Tell me you failed science without telling me. There's an easy test for this.
This is the social leftist argumentative tactic of pretending to not understand what things mean. It is not stupidity or even ignorance. It is dishonesty.
Really don't see Kavanaugh's issue here. The court has only to rule if the defendant states have violated the 14th and title 9. That doesn't force California to do anything. The ruling need not find a new constitutional right that requires California to exclude boys from girls sports. The author prefers that these issues be litigated at the local level rather than let state legislatures make the decision. Sounds like a lawyer's dream to me. In any case with very few exceptions humans are either XX or XY. No amount of surgery or chemical castration will ever change that. And frankly "transitioning" an 11 year old child is straight up Mengele shit that deserves a prison term for the adults who were involved. A spot on the track team shouldn't even be a topic of conversation.
There is no fair solution. The least unfair is to have a separate category or events if possible. Letting MtF compete with girls is unfair on a large number of girls. Stopping them is unfair on the MtFs, but they are far fewer in number. Compelling them when they're transitioning to compete against boys is also unfair.
Thinking that there has to be a fair solution is part of the problem.
Which is is why it is ridiculous to assert the constitution compels the law to mandate a male's inclusion in women's/girl's sports.
Just make sports teams and leagues that explicitly discriminate based on gender illegal. It's clearly discrimination based on sex. Anyone can try out for the team, and may the best person win.
Brett Kavanaugh Is Rightly Skeptical of a Nationwide Ruling on Trans Athletes
Alternate headline:
SCOTUS Nominee Suspected of Sexual Assault in 2018 Is Rightly Skeptical of Enforcing Title IX
Put on the wig, you're a goddamned clown, Liz.
Charge Becky's parents for child abuse.
"In 2021, West Virginia enacted a law banning transgender girls from playing on girls' and women's sports teams, from middle school through college, from the top levels of athletics down through intramural sports. But Pepper-Jackson didn't just wake up one morning and decide to identify as a girl so that she could be on the middle school cross country team—she transitioned in third grade, never went through male puberty, and has been undergoing hormone therapy. "
Which means that Pepper-Jackson is not a female.

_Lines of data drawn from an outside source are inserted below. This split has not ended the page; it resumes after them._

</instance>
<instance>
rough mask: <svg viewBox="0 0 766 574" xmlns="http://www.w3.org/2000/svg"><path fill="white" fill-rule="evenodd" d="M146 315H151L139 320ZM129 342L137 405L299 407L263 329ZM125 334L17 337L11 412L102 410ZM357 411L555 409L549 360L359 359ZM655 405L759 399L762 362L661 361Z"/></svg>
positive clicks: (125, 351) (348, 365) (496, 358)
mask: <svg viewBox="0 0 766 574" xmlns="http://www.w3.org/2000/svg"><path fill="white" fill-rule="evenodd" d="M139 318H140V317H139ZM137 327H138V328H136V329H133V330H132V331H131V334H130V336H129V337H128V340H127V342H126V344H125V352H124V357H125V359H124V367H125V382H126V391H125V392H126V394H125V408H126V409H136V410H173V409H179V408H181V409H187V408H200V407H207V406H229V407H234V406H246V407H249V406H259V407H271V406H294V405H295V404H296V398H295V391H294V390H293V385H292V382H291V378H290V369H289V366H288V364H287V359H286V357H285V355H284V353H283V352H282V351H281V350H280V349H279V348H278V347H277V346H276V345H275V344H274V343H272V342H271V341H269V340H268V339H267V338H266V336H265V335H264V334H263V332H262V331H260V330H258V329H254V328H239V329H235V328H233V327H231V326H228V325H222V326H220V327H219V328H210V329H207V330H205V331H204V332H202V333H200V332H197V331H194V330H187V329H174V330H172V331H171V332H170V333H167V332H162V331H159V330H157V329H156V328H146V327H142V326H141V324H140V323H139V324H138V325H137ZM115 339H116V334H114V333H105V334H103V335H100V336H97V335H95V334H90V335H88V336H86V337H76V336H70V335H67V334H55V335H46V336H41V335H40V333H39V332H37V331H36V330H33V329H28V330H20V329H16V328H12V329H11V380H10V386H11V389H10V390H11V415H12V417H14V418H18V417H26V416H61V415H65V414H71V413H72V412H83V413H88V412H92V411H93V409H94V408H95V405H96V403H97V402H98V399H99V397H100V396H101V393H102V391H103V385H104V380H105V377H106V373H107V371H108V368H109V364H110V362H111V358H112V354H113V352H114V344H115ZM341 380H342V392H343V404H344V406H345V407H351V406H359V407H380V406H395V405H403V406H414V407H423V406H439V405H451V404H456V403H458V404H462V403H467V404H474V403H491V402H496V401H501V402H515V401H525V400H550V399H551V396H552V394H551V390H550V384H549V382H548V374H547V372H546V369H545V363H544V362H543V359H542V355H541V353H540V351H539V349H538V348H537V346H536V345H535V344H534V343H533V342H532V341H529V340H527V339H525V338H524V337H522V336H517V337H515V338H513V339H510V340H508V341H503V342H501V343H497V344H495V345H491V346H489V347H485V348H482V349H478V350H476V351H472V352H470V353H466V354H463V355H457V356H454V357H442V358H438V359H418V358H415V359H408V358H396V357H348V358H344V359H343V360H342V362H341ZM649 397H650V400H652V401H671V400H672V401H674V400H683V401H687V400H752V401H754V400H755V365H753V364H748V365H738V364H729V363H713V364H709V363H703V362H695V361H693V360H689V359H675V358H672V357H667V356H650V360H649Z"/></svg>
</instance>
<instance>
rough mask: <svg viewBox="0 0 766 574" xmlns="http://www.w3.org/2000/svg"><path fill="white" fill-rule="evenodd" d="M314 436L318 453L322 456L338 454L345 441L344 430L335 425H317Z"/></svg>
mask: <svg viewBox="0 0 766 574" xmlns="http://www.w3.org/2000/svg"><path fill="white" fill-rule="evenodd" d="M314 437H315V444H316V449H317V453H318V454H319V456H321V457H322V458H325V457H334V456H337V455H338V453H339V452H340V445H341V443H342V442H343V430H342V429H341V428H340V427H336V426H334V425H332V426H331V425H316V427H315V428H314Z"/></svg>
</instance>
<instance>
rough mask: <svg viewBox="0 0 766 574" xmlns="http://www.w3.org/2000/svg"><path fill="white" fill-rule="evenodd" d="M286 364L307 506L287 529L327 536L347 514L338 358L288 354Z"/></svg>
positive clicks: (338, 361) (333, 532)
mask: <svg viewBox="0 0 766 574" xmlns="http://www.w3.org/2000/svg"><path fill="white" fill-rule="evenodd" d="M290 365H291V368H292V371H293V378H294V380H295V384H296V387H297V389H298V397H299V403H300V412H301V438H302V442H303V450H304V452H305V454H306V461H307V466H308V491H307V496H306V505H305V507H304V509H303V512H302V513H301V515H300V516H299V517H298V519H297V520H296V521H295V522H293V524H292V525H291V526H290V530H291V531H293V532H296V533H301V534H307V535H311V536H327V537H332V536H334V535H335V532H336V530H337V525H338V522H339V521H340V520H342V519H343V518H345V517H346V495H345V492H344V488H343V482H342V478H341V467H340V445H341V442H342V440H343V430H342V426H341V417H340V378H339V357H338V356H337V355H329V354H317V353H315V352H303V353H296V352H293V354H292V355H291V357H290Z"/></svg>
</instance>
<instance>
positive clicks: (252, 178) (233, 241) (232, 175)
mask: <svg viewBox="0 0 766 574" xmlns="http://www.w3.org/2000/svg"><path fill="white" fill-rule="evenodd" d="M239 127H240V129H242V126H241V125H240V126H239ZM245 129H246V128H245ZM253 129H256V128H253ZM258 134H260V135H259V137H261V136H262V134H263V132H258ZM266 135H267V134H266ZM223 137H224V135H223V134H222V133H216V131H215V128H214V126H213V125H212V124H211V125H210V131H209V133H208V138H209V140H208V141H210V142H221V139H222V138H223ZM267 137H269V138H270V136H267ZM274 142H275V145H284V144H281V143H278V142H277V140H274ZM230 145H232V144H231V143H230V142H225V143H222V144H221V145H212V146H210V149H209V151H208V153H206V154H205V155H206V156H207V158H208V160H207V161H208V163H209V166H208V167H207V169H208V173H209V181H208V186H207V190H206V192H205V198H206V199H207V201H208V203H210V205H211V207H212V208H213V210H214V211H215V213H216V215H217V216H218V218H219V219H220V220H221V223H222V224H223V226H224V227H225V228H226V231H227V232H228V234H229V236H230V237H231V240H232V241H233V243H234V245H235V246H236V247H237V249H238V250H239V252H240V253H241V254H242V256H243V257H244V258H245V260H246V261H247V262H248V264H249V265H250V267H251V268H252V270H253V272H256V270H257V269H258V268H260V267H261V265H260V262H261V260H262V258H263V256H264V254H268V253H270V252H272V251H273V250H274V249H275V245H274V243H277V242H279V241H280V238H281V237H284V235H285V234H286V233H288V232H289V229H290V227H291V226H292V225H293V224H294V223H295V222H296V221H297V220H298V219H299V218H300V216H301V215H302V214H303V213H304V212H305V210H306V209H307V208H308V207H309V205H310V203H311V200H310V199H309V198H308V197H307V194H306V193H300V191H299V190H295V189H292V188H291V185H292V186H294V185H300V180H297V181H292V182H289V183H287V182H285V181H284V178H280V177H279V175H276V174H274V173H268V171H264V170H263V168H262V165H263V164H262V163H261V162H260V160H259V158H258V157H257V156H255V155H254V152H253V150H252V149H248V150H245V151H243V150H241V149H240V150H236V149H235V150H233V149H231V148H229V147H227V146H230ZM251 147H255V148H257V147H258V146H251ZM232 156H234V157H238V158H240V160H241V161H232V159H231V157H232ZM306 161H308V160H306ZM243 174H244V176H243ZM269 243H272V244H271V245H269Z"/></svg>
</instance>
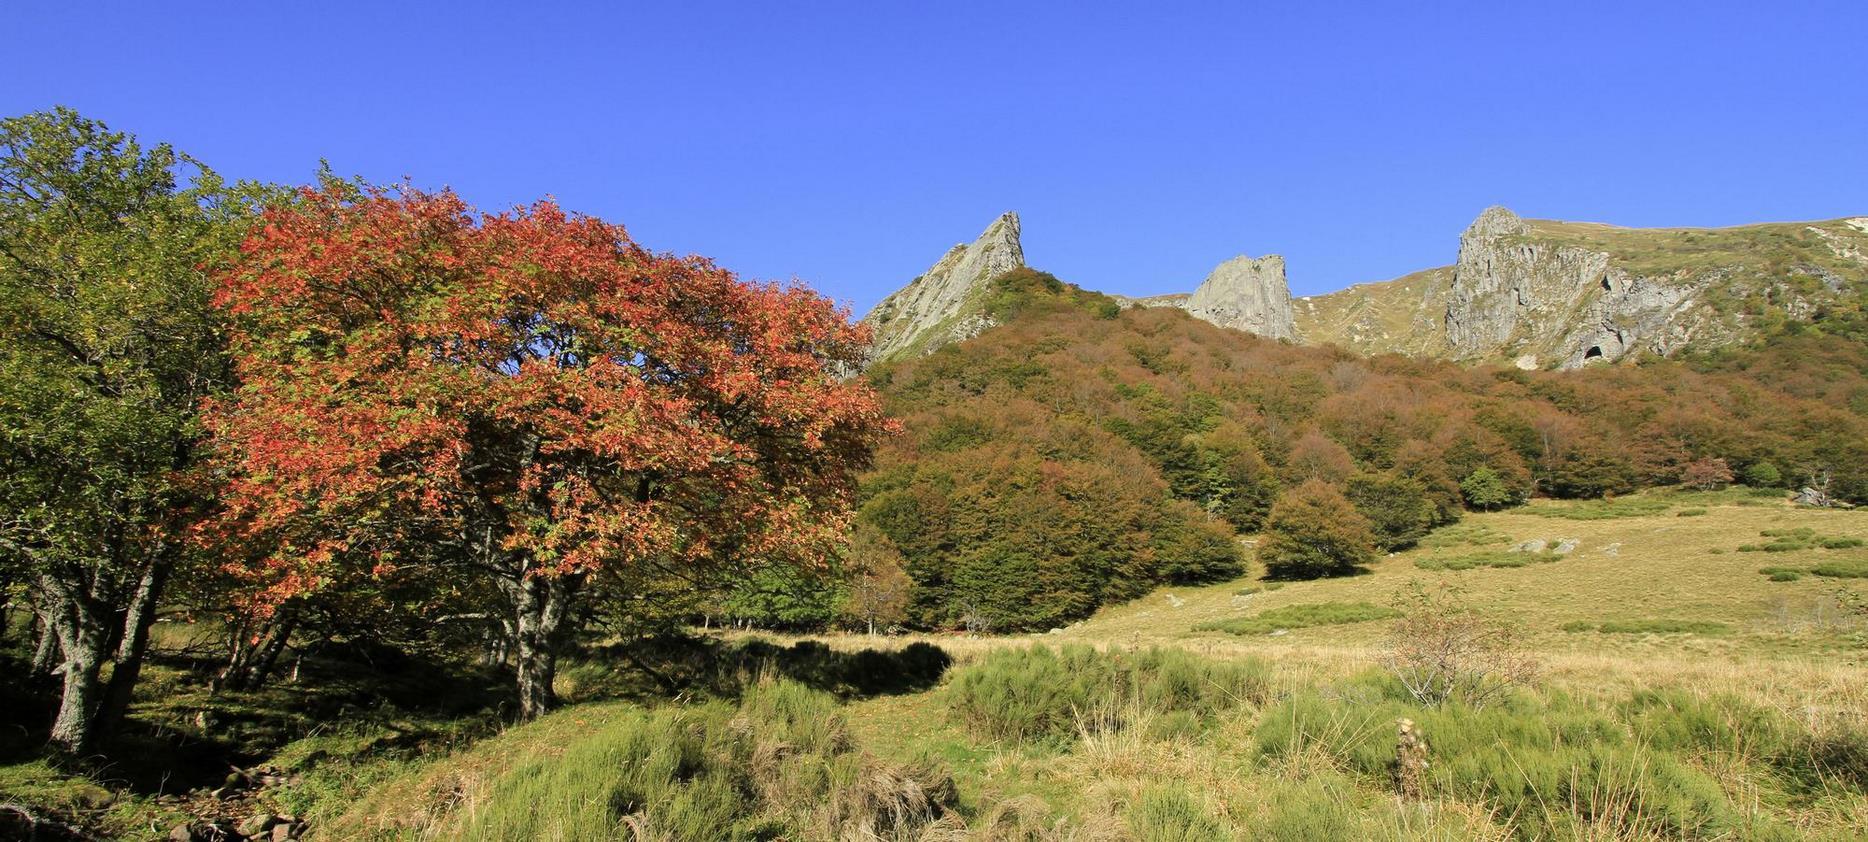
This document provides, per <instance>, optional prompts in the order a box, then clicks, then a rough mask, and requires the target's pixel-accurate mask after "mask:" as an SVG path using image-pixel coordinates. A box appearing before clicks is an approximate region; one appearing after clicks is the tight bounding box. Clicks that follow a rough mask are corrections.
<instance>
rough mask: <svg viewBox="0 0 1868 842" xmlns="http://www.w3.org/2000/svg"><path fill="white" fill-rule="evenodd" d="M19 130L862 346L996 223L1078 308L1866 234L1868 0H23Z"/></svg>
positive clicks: (2, 111)
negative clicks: (336, 202)
mask: <svg viewBox="0 0 1868 842" xmlns="http://www.w3.org/2000/svg"><path fill="white" fill-rule="evenodd" d="M0 19H4V22H6V28H7V30H9V32H7V34H6V58H7V60H6V73H0V112H4V114H17V112H26V110H35V108H47V106H52V105H71V106H75V108H78V110H82V112H84V114H90V116H95V118H99V119H105V121H108V123H112V125H114V127H118V129H127V131H133V133H136V134H138V136H142V138H144V140H168V142H174V144H177V146H179V147H183V149H187V151H191V153H192V155H196V157H200V159H204V161H205V162H207V164H209V166H215V168H217V170H220V172H224V174H228V175H235V177H254V179H267V181H290V183H303V181H306V179H310V177H312V174H314V170H316V166H318V161H319V159H329V161H331V164H333V166H334V168H336V170H338V172H342V174H359V175H362V177H368V179H372V181H394V179H400V177H403V175H407V177H411V179H413V181H415V183H417V185H422V187H443V185H446V187H454V189H456V190H460V192H461V194H463V196H467V198H469V200H471V202H474V203H478V205H482V207H504V205H512V203H523V202H529V200H532V198H538V196H544V194H551V196H555V198H559V200H560V202H562V203H564V205H566V207H570V209H575V211H583V213H592V215H600V217H605V218H609V220H616V222H622V224H626V226H630V230H631V233H633V235H635V237H637V239H641V241H643V243H646V245H648V246H652V248H658V250H672V252H684V254H686V252H695V254H706V256H712V258H715V260H719V261H721V263H723V265H727V267H730V269H736V271H740V273H742V274H745V276H755V278H790V276H798V278H801V280H805V282H809V284H811V286H814V288H818V289H822V291H824V293H828V295H833V297H835V299H839V301H844V302H850V304H852V306H854V308H856V310H857V314H861V312H863V310H867V308H869V306H870V304H872V302H874V301H876V299H880V297H882V295H885V293H887V291H891V289H895V288H897V286H900V284H904V282H906V280H910V278H912V276H915V274H917V273H919V271H921V269H925V267H927V265H928V263H932V261H934V260H936V258H938V256H940V254H941V252H943V250H945V248H947V246H951V245H953V243H956V241H966V239H971V237H973V235H977V233H979V230H981V228H984V226H986V222H990V220H992V218H994V217H996V215H998V213H1001V211H1005V209H1016V211H1018V213H1020V215H1022V217H1024V228H1026V256H1027V261H1029V263H1033V265H1037V267H1040V269H1048V271H1052V273H1055V274H1057V276H1061V278H1065V280H1070V282H1076V284H1082V286H1085V288H1091V289H1104V291H1119V293H1134V295H1151V293H1162V291H1177V289H1179V291H1184V289H1192V288H1194V286H1196V284H1197V282H1199V280H1201V276H1205V273H1207V271H1209V269H1210V267H1212V265H1214V263H1218V261H1222V260H1225V258H1229V256H1235V254H1253V256H1259V254H1267V252H1280V254H1283V256H1285V258H1287V263H1289V273H1291V286H1293V291H1295V293H1298V295H1306V293H1317V291H1328V289H1337V288H1343V286H1349V284H1356V282H1366V280H1382V278H1390V276H1395V274H1403V273H1408V271H1414V269H1423V267H1431V265H1442V263H1450V261H1451V260H1453V252H1455V246H1457V237H1459V232H1461V230H1463V228H1465V226H1466V222H1470V220H1472V217H1476V215H1478V213H1479V211H1481V209H1483V207H1485V205H1491V203H1504V205H1507V207H1513V209H1517V211H1519V213H1522V215H1526V217H1550V218H1578V220H1601V222H1614V224H1627V226H1726V224H1743V222H1758V220H1788V218H1831V217H1844V215H1864V213H1868V2H1861V0H1847V2H1795V4H1758V2H1747V4H1732V2H1691V4H1689V2H1672V4H1644V2H1623V4H1586V2H1564V4H1500V2H1487V4H1433V2H1423V0H1416V2H1407V4H1356V6H1347V4H1139V2H1136V4H960V2H923V4H906V2H850V4H831V2H803V0H800V2H792V4H773V2H757V4H755V2H745V4H708V2H686V4H596V2H592V4H512V2H502V4H474V2H450V4H415V2H318V4H314V2H239V4H235V2H226V4H187V2H161V4H129V2H77V0H65V2H39V0H24V2H22V0H13V2H9V4H7V11H6V13H4V17H0Z"/></svg>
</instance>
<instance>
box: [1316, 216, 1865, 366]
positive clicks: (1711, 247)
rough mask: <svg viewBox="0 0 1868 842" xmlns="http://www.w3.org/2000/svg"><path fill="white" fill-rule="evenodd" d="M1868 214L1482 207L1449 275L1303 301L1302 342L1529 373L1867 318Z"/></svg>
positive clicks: (1661, 352) (1617, 359)
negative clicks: (1821, 315) (1776, 327)
mask: <svg viewBox="0 0 1868 842" xmlns="http://www.w3.org/2000/svg"><path fill="white" fill-rule="evenodd" d="M1864 293H1868V218H1861V217H1857V218H1842V220H1827V222H1778V224H1758V226H1739V228H1616V226H1605V224H1592V222H1556V220H1524V218H1519V217H1517V215H1513V213H1511V211H1507V209H1502V207H1493V209H1487V211H1485V213H1483V215H1481V217H1479V218H1478V220H1476V222H1474V224H1472V226H1470V228H1468V230H1466V233H1465V235H1463V237H1461V241H1459V260H1457V261H1455V263H1453V265H1451V267H1440V269H1429V271H1425V273H1414V274H1410V276H1407V278H1399V280H1394V282H1384V284H1366V286H1354V288H1349V289H1343V291H1337V293H1328V295H1317V297H1309V299H1302V302H1300V304H1298V314H1300V336H1302V342H1308V344H1334V345H1341V347H1349V349H1354V351H1358V353H1390V351H1392V353H1405V355H1414V357H1444V358H1453V360H1463V362H1481V360H1498V362H1515V364H1519V366H1521V368H1577V366H1582V364H1586V362H1592V360H1597V358H1601V360H1610V362H1612V360H1623V358H1631V360H1633V358H1642V357H1674V355H1677V353H1681V351H1702V353H1704V351H1711V349H1719V347H1730V345H1735V344H1743V342H1748V340H1756V338H1758V336H1762V334H1763V332H1769V330H1771V329H1773V327H1775V325H1780V323H1784V321H1810V319H1812V317H1818V316H1819V314H1823V312H1825V310H1833V308H1838V306H1840V308H1853V310H1859V308H1861V301H1862V297H1864Z"/></svg>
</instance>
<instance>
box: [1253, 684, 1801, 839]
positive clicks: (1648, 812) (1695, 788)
mask: <svg viewBox="0 0 1868 842" xmlns="http://www.w3.org/2000/svg"><path fill="white" fill-rule="evenodd" d="M1397 693H1399V689H1397V687H1394V685H1392V681H1390V680H1388V678H1386V676H1380V678H1375V676H1364V678H1362V680H1358V681H1354V683H1351V685H1349V687H1337V689H1332V691H1328V693H1323V691H1304V693H1298V695H1295V696H1291V698H1287V700H1283V702H1280V704H1276V706H1272V708H1270V709H1267V713H1265V717H1263V719H1261V723H1259V728H1257V741H1259V751H1261V752H1263V754H1267V756H1274V758H1289V756H1302V754H1308V752H1313V751H1323V752H1326V754H1328V756H1332V758H1336V760H1337V762H1341V764H1345V765H1347V767H1349V769H1352V771H1354V773H1358V775H1362V777H1366V779H1369V780H1386V779H1388V773H1390V764H1394V756H1395V724H1394V723H1395V721H1397V719H1412V721H1414V723H1416V728H1418V732H1420V734H1422V736H1423V737H1425V739H1427V745H1429V747H1431V749H1429V751H1431V758H1433V764H1431V765H1429V769H1427V780H1425V790H1427V793H1429V795H1431V797H1448V799H1459V801H1468V803H1481V805H1487V807H1489V808H1493V810H1496V816H1498V820H1500V821H1509V823H1511V825H1513V827H1515V829H1517V833H1519V836H1521V838H1586V836H1593V833H1590V831H1592V825H1593V827H1603V825H1606V827H1621V829H1640V831H1642V833H1633V836H1664V838H1681V836H1687V838H1715V836H1735V838H1760V836H1763V838H1771V836H1784V833H1786V831H1784V829H1780V827H1773V825H1760V823H1758V821H1756V820H1750V818H1748V816H1747V814H1745V810H1743V808H1739V807H1735V805H1734V803H1732V801H1730V799H1728V797H1726V793H1724V790H1722V788H1720V786H1719V782H1717V780H1715V779H1713V777H1709V775H1707V773H1704V771H1700V769H1696V767H1694V765H1692V764H1691V762H1689V760H1687V758H1683V756H1681V754H1677V752H1674V751H1666V749H1661V747H1651V745H1646V743H1644V741H1642V739H1640V737H1631V734H1629V730H1627V726H1625V724H1621V723H1618V721H1616V719H1612V717H1608V715H1605V713H1603V711H1597V709H1590V708H1584V706H1582V704H1580V702H1575V700H1567V698H1564V696H1558V698H1552V700H1550V702H1541V700H1534V698H1528V696H1515V698H1509V700H1506V704H1498V706H1487V708H1483V709H1478V711H1476V709H1470V708H1465V706H1459V704H1450V706H1444V708H1422V706H1414V704H1407V702H1401V700H1399V698H1397ZM1646 730H1648V732H1651V734H1659V736H1663V737H1664V739H1668V741H1670V745H1691V747H1692V749H1694V752H1696V751H1698V745H1702V741H1700V732H1696V730H1694V728H1692V726H1691V724H1689V726H1681V728H1672V726H1666V723H1664V721H1663V717H1661V713H1655V715H1651V717H1649V719H1648V721H1646ZM1720 737H1722V736H1719V734H1711V732H1709V734H1707V736H1705V741H1717V739H1720ZM1317 838H1326V836H1317ZM1334 838H1349V836H1334Z"/></svg>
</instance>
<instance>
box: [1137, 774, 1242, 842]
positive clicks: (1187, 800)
mask: <svg viewBox="0 0 1868 842" xmlns="http://www.w3.org/2000/svg"><path fill="white" fill-rule="evenodd" d="M1126 818H1128V831H1130V833H1134V838H1141V840H1149V842H1209V840H1214V842H1224V840H1229V838H1233V833H1231V831H1229V829H1227V827H1225V825H1224V823H1222V821H1220V820H1218V818H1214V816H1212V814H1210V812H1207V808H1205V807H1201V805H1199V801H1196V799H1194V795H1192V793H1188V792H1186V786H1182V784H1175V786H1156V788H1151V790H1145V792H1143V793H1141V797H1139V799H1136V803H1134V807H1130V808H1128V816H1126Z"/></svg>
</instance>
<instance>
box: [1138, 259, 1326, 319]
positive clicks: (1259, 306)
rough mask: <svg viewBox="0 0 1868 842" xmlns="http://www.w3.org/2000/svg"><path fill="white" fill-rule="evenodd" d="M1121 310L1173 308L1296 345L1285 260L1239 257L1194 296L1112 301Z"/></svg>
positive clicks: (1198, 317)
mask: <svg viewBox="0 0 1868 842" xmlns="http://www.w3.org/2000/svg"><path fill="white" fill-rule="evenodd" d="M1110 297H1111V299H1115V301H1117V302H1119V304H1121V306H1125V308H1130V306H1173V308H1181V310H1186V312H1188V316H1192V317H1196V319H1201V321H1210V323H1214V325H1220V327H1229V329H1233V330H1244V332H1250V334H1259V336H1267V338H1272V340H1295V338H1296V327H1295V321H1293V310H1291V284H1289V282H1287V280H1285V273H1283V258H1280V256H1276V254H1267V256H1263V258H1248V256H1238V258H1233V260H1227V261H1225V263H1220V265H1218V267H1214V269H1212V273H1209V274H1207V280H1203V282H1201V284H1199V288H1196V289H1194V291H1192V293H1169V295H1151V297H1147V299H1130V297H1126V295H1110Z"/></svg>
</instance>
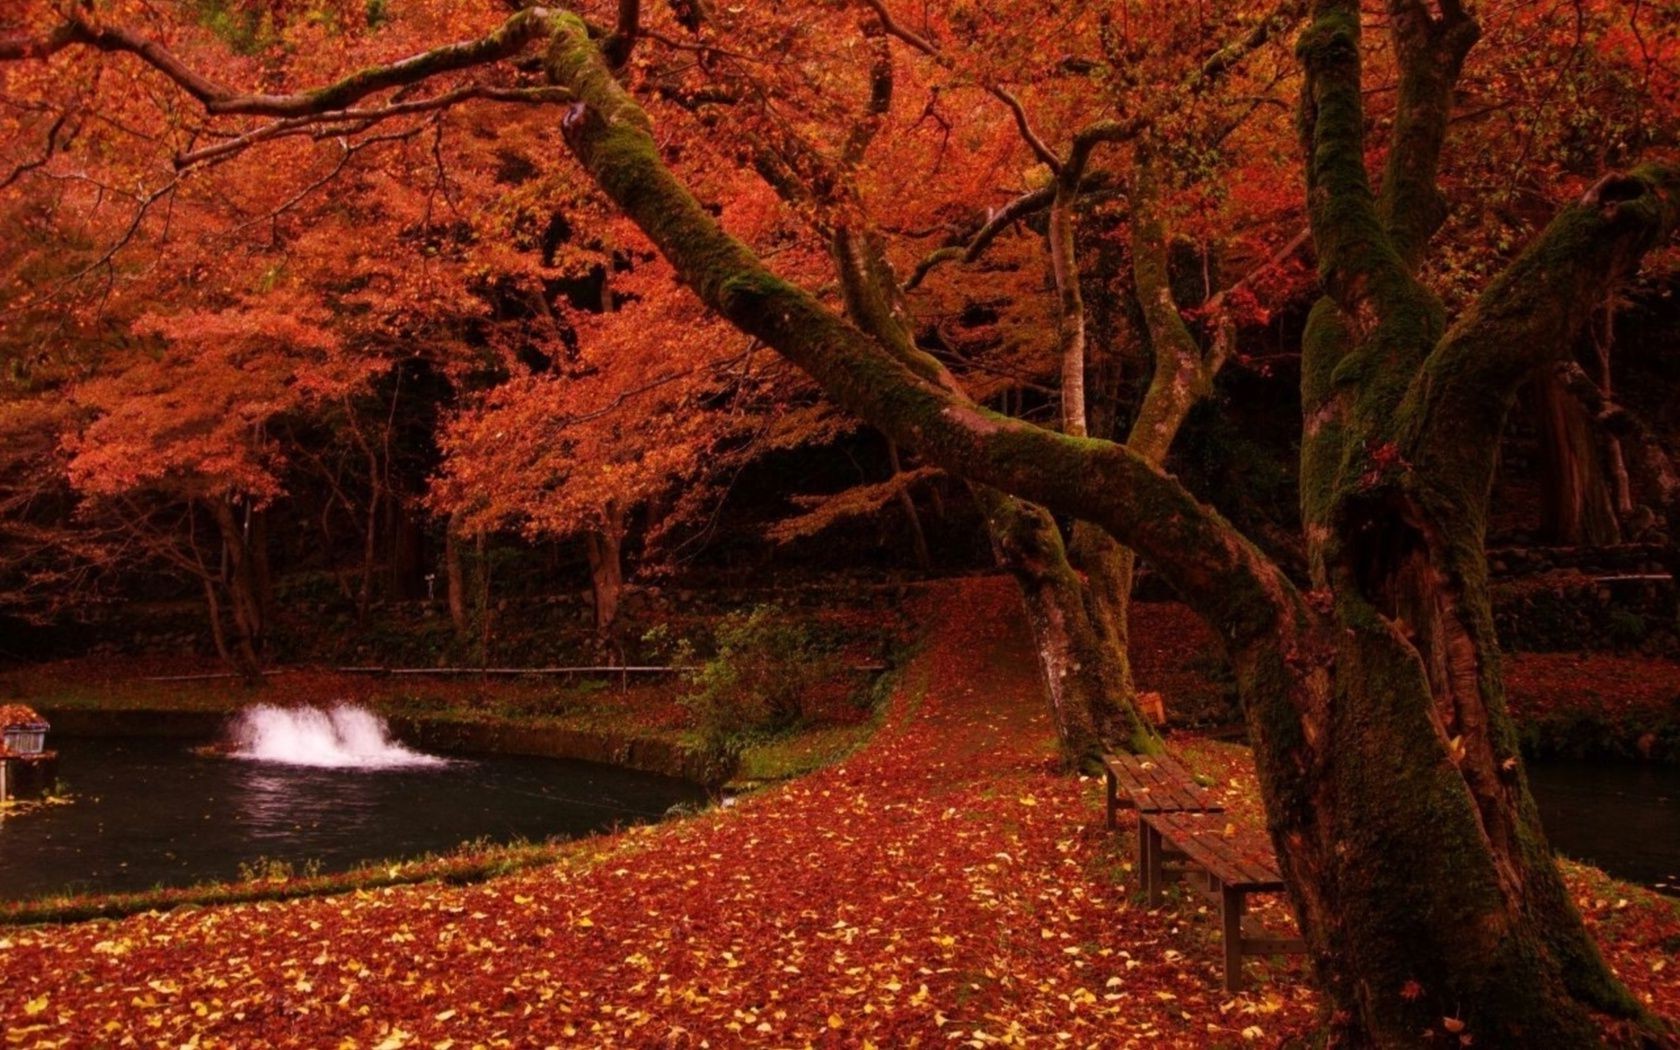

Hormone therapy cannot make a male functionally a female. The child has no place on a girl's only team.
There is nothing "complicated" here, aside from an irrational ideology that holds that one's identity cannot constrained by anything, including the laws of nature.
"Letting her and other transgender athletes participate in varsity sports at the high school and collegiate level—where there are scholarships and name, image, and likeness money on the line—is a whole different question, and one that is better handled on by sporting administrators close to the situation than politicians who think everything is simpler than it really is."
The plaintiff is asserting that there is a constitutional right for a male to play on a female only team. If that is established, then there is no way to limit that to grade school, and Russell should know that.